Thank you, Madam Speaker. As we approach the end of National Reconciliation Week, I rise today to share a few thoughts about reconciliation.
I recently had the privilege of sitting down for nearly an hour to listen to a senior Aboriginal leader. I asked him to explain to me what reconciliation means to him personally. His first response: telling the truth. Nothing can get better until we know the facts, he asserted. And whilst it is essential to know what happened in the past, a commitment to truth-telling means that it is equally important to know what may be happening in our own time and place.
His second response: genuinely listening. As he explained, this means finding out what Aboriginal and Torres Strait Islander people would do if they had their way – and then helping to make it happen. For far too long, decisions have been made on behalf of Indigenous Australians instead of by them or with them. But when it comes to matters that impact their families and their communities, no one knows better what they need.

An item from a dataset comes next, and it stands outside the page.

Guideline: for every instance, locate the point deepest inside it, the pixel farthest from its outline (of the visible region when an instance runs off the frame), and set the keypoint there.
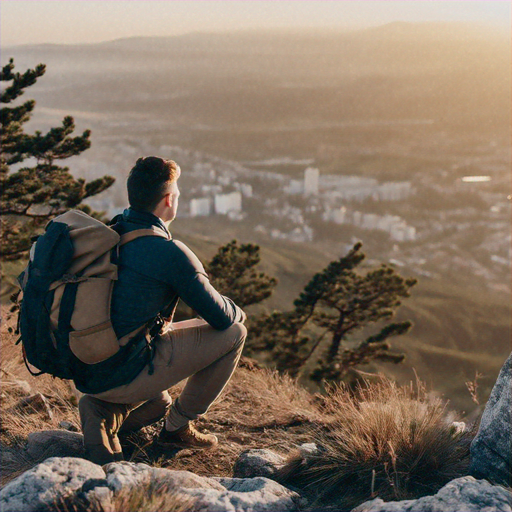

I accept these principles of reconciliation. Accordingly, I fully support the request by community leaders that a formal board of inquiry investigate and respond to “the over-representation of Aboriginal and Torres Strait Islander people in the ACT in touch with the criminal justice system or incarcerated.” Indigenous Australians in Canberra have every right to ask that the facts be investigated and reported, and their request should be honoured.
Ideally, the principles of reconciliation should shape all government decision-making. This is essential for the wellbeing of the Aboriginal and Torres Strait Islander community, which in several important areas experiences more disadvantage in the ACT than in any other jurisdiction. For example, whilst Indigenous Australians are proportionally the most incarcerated people on the planet, those living in Canberra are nearly 20 times more likely to be locked up than non-Indigenous people – the highest ratio in the nation.
Because the principles of reconciliation should characterise all human interactions, embedding these principles will therefore benefit all of us. An inspiring example of how this can occur comes out of Aotearoa New Zealand. Like Aboriginal and Torres Strait Islander children in Canberra, Maori children had long been overrepresented in that nation’s child protection system. Reports from the 1970s and 1980s highlighted issues of institutional racism, and one in 1986 recommended a ‘substantial ideological change’ that would cater to Maori needs’.
The government’s first response was to propose strengthening child protection teams – essentially doubling down on what it was already doing. A new minister, however, insisted on genuine reform, and in 1989 the Family Group Conference became law. This legal entitlement means that families are supported to solve child welfare concerns before the government can seek a court order authorising child removal. As a result, the number of children in the care and protection system was cut in half, and Aotearoa New Zealand now has one of the lowest rates of children in care in the developed world.
This reform was intended to ‘cater to Maori needs’, and it has done so. At the same time, child protection became better for everyone. Aboriginal elders in the ACT have been asking to have a similar legal entitlement in this territory, and I am committed to seeing this reform happen. Such reform will strengthen First Nations families, and then it will strengthen all families.
On a personal level, I invite all of us to thoughtfully consider ways that we can embed the principles of reconciliation in our individual lives. This involves knowing the facts about our own communities, both past and present. We also need to care enough about our Aboriginal and Torres Strait Islander neighbours to act whenever an opportunity arises. This may include calling out blatant racism or gently correcting false stereotypes. It may require no longer tolerating the kinds of statistics we have grown accustomed to hearing about in Canberra. It will certainly involve being better people. At its core, that is what reconciliation calls on us to be.